NIJC attorney Claudia Valenzuela said civil immigration violators should not be treated or detained as criminals in the first place.

“The Supreme Court ruled long ago that immigration violations are civil violations and deportation is not a criminal punishment,” Valenzuela said. “We are very concerned about equating immigrant detainees with any sort of criminal offense or criminal punishment, and one of the big areas of concern for us is the issue of sexual assault within immigration detention facilities.

Valenzuela said immigrant detainees can become “perfect victims” for sexual assault because they often don’t speak English, are frightened by their imprisonment and are in the process of being removed from the country. If a rape victim is deported before he or she reports the assault to authorities, then often no one may ever know an assault occurred, Valenzuela said.

A U.S. Justice Department “National Crime Victimization Survey” from 2008-2012 found that nearly 60 percent of rapes are not reported in the United States. A 2007 report by the federal Bureau of Justice Statistics found that nearly one in 20 prisoners in the United States reported being the victim of rape or sexual abuse behind bars.

Valenzuela said that number could be higher because many immigrant detainees may never report an assault before being deported.

“We’ve been documenting these incidences for some years now,” Valenzuela said. “That’s why we’ve been working very actively to encourage the Department of Homeland Security to extend the Prison Rape Elimination Act standards that had been announced by the Department of Justice.”

Congress passed the Prison Rape Elimination Act, or PREA, after the nonprofit group Human Rights Watch issued a scathing 2001 report documenting widespread inmate on inmate sexual assault and sex slavery occurring within state and federal prison walls. The federal legislation, which passed by unanimous consent in both houses of Congress and signed by President George W. Bush in 2004, created a “zero-tolerance” policy for prison rape in the United States.

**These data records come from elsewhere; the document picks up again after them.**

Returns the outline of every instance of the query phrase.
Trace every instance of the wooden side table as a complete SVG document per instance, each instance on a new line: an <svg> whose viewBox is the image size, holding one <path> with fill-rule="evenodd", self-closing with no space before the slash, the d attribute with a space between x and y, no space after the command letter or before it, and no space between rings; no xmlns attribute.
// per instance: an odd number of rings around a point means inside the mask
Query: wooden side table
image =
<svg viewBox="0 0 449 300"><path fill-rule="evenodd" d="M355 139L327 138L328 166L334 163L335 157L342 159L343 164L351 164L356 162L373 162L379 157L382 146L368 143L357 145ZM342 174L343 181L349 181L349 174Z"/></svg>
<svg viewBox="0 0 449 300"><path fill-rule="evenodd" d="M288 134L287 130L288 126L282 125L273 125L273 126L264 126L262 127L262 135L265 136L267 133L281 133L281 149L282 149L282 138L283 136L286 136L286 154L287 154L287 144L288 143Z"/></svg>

According to the NIJC complaint, the Jefferson County Jail is governed by the Department of Justice’s PREA rules, which say specific protections should be in place for individuals who are of limited English proficiency and victims of sexual assault while in custody.

“DHS has an obligation to secure the well-being of all individuals in its custody, as reflected in its own detention standards, statutes, regulations, and under the U.S. Constitution,” the complaint states.

However, in 2011, the Justice Department clarified its PREA rules to say that rules did not extend to individuals in DHS custody.

That lead to a May 17, 2012, memo from President Barack Obama administration instructing all executive branch agencies not covered by PREA rules to propose regulations of their own within 120 days of the memo, with final regulations to be issued 240 days from that date.

“To advance the goals of PREA, we must ensure that all agencies that operate confinement facilities adopt high standards to prevent, detect, and respond to sexual abuse,” Obama stated in the memo.

Valenzuela says in her complaint that the laborer’s detention should have been covered under DHS PREA regulations, but those regulations have never been implemented, despite the deadlines set forth by Obama’s 2012 memo.

In a statement, DHS said the agency has undertaken its own rule-making process to apply PREA to immigration confinement facilities and intends to finalize the rule-making by the end of the year.

“The Department of Homeland Security is deeply committed to eliminating sexual abuse in immigration detention; our zero-tolerance policy is a key part of immigration detention reform, which has been and continues to be a departmental priority,” the statement read in part.